I was reading about comparisons between SQL, NoSQL and NewSQL solutions, and found some interesting articles.
First, my research led me to this article on GigaOM.com about the massive number of database solutions in the marketplace today, and their categorization into Traditional SQL, NoSQL and NewSQL categories among others. Which led me to read more on the451group.com’s web site about their research and mapping of the new database solutions that compete with the traditional ACID-based RDBMS paradigm. Check out their recent Database Landscape Map:
As I spent more time getting a brief overview of some of the more recognizable systems (e.g. Cassandra, Clustrix, VoltDB, Nuo4j) and their pros/cons, I stumbled upon this presentation on slideshare by Chris Richardson. On slide # 21, he shows a slide that visualizes a “polyglot database architecture”. In his example, Netflix is using a combination of a traditional RDBMS, SimpleDB, Cassandra and Hadoop/Hbase. He goes on to point out that the polyglot architecture requires that one evaluate the specialized data management needs of various aspects of an application, which leads to an architecture that leverages the right data management solution for the right job. So, how does one go about evaluating the specialized data management needs of application components, and how does one map those to the glut of new data solutions?
Back to the 451 landscape map above, and one’s head can spin right off.
So, I found another slideshare presentation by Akmal Chaudhri that lays out a set of considerations to follow when evaluating alternate data management solutions. His slide deck is a daunting 213 slides long. But it’s all good information. Right around slide 115, he starts presenting use cases for NoSQL that lay a foundation of considerations.
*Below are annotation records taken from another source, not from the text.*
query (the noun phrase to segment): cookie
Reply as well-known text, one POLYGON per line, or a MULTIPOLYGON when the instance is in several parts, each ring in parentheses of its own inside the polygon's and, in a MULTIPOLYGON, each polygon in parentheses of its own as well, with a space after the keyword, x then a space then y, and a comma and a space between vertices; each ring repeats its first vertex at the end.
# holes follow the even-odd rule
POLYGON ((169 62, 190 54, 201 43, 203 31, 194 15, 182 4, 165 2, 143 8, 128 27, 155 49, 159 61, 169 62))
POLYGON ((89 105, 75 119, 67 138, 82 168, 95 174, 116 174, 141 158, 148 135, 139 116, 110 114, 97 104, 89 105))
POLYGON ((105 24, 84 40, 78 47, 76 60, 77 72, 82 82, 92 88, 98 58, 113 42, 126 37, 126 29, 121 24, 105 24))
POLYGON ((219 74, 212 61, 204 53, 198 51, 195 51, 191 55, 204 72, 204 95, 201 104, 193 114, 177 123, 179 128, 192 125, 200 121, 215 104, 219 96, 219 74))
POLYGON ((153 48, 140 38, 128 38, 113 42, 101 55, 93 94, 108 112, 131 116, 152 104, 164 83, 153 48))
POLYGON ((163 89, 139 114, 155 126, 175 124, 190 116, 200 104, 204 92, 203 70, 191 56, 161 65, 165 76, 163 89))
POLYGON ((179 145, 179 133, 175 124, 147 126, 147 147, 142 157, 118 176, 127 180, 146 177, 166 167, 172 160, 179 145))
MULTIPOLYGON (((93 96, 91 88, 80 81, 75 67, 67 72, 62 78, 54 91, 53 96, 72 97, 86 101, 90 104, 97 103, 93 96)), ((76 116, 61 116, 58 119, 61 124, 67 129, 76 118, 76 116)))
I dropped by the offices of my former employer (Neudesic) to catch up with a few folks, and ran into a friend there who’s working on a new product/platform in their research group. I wanted to compare notes with him on his data management architecture. Low and behold, they are using a polyglot database architecture, leveraging a combination of 3-4 different database systems that fall into the RDBMS SQL and NoSQL categories. Each system was hand-selected to meet specific requirements for various components of their platform. Nice to see that I am on the right track, and it’s nice to compare notes with people who are making ready use of this design pattern.
Conclusion: I will no longer be looking for the “One DB to Rule Them All” in the big data space. The Polyglot strategy drives a certain level of conscious and deliberate design thinking, while the one-db strategy sub-optimizes the solution. So, a deeper investigation into the categorization and taxonomy of NoSQL and NewSQL solutions is in order. Understanding the principal categories, features and differences between systems will lead to a stronger evaluation criteria. The451Group seems to be a great place to start, and I intend to spend a lot more time on their web site learning.